Yeah, if you don't understand how the browser has implemented lexical analysis, it surely means you only copy paste code /s

davidmr · on June 19, 2019

That seems like an uncharitable conclusion. I think most people worth hiring (in an interview where that question is asked) should be able to expound at some length on at least some part of the process. What part of the process they spend the most time talking about is an interesting window into their experience.

amelius · on June 19, 2019

If only we knew!

PaulHoule · on June 19, 2019

[flagged]

333c · on June 19, 2019

This isn't a constructive comment. Elaborate why you dislike Google/Google Search, in a way that adds to the discussion.
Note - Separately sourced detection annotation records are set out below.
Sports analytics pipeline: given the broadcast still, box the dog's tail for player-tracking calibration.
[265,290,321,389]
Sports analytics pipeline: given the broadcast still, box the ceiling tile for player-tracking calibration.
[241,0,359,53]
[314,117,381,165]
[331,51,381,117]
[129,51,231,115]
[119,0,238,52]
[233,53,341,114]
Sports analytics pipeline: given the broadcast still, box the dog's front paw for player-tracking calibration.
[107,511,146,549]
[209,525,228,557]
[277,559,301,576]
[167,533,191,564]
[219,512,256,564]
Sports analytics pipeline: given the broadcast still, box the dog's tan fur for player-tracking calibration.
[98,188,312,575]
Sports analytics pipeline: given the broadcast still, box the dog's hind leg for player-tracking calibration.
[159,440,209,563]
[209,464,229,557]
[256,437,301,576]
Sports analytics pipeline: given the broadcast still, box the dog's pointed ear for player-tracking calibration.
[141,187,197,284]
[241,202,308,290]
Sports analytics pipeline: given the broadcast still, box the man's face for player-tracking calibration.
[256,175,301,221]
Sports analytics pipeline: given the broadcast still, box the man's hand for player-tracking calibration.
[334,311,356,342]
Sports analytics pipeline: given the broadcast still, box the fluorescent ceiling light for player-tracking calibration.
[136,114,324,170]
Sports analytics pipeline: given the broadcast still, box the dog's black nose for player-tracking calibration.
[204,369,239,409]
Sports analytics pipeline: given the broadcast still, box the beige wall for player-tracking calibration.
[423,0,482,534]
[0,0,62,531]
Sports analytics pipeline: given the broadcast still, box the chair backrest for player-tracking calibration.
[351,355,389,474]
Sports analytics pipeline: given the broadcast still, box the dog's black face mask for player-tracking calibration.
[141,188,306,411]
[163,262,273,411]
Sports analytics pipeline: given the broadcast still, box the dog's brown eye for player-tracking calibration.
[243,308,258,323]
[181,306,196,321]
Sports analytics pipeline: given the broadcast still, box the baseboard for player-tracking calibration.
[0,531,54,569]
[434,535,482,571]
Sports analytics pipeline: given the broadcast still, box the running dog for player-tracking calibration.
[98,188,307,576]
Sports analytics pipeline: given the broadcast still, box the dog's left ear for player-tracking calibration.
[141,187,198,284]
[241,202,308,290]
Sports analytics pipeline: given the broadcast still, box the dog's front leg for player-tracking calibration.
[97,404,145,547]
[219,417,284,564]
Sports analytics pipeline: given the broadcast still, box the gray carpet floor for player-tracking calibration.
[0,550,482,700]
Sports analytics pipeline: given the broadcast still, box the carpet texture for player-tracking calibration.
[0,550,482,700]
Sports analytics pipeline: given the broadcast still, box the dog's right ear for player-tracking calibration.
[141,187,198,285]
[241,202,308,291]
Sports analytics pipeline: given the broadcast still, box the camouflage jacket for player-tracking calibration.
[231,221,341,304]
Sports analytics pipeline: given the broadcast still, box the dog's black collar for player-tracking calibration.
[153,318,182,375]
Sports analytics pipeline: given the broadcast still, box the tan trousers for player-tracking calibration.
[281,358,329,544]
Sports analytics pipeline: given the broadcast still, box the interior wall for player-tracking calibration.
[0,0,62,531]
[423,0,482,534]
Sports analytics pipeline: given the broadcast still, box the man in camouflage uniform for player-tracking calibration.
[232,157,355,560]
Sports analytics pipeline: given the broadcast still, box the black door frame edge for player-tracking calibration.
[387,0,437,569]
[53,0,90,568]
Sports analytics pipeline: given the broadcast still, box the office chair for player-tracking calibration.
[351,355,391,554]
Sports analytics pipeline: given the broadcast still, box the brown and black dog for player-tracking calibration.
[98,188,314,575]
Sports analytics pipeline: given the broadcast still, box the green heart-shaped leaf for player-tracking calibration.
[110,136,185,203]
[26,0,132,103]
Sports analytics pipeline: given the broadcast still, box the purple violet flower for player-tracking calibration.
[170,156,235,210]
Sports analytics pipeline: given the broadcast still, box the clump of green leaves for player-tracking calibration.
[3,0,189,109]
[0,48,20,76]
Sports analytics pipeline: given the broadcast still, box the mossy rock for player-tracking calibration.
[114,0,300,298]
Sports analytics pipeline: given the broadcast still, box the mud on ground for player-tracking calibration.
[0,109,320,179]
I think there are many valid reasons, and this isn't one.

pgcj_poster · on June 19, 2019

The way I read it, this person wasn't criticizing Google Search but was rather saying that it's stupid to type in www.google.com because you can search from the url bar directly.

333c · on June 19, 2019

Ah, perhaps. That wasn't clear to me.

adtac · on June 19, 2019

I'm pretty sure that was just a joke

333c · on June 19, 2019

From the HN Guidelines[0]:

> Don't be snarky. Comments should get more thoughtful and substantive, not less, as a topic gets more divisive.

> Please don't post shallow dismissals, especially of other people's work.

[0]: https://news.ycombinator.com/newsguidelines.html

techslave · on June 19, 2019

i invented this question circa 2009. i have to assume, one of many that independently invented it.

in my version, it’s not “what is behind the scenes “, it’s “tell me everything you can in as much detail as you like, what has to happen to visit www.google.com”. of course in 2009 google had only just become google.com.

shereadsthenews · on June 19, 2019

I've noticed that when anyone claims to have invented something on HN, they get voted down. But I have no reason to doubt it. Please tell us more about how you came to use this question, and why you think it wasn't in circulation before that. I know someone asked me this in an interview in 2010, so it was in wider use by then.

techslave · on June 19, 2019

ARGH! too late to edit. of course i meant 1999 not 2009.

toast0 · on June 19, 2019

Edit: rewritten without snark

I was interviewed on this in 2004 for Yahoo! although the hostname in question was different.

macintux · on June 19, 2019

You mean 1999 perhaps?

0815test · on June 18, 2019

Doesn't it depend on the browser? Does Google Chrome still do that thing where if you fire the browser up and then type www.google.com in it, it actually searches Google for that string and returns a results page, instead of just browsing there?

chromeguy66 · on June 18, 2019

The behaviour of the URL bar is modifiable in most modern browsers. The default on most is automatic detection of URLs - if something looks like an URL, it's treated like one and if it doesn't, it searches your search engine of choice.

pedrocx486 · on June 18, 2019

Doesn't happen to me, at least didn't happen in a while.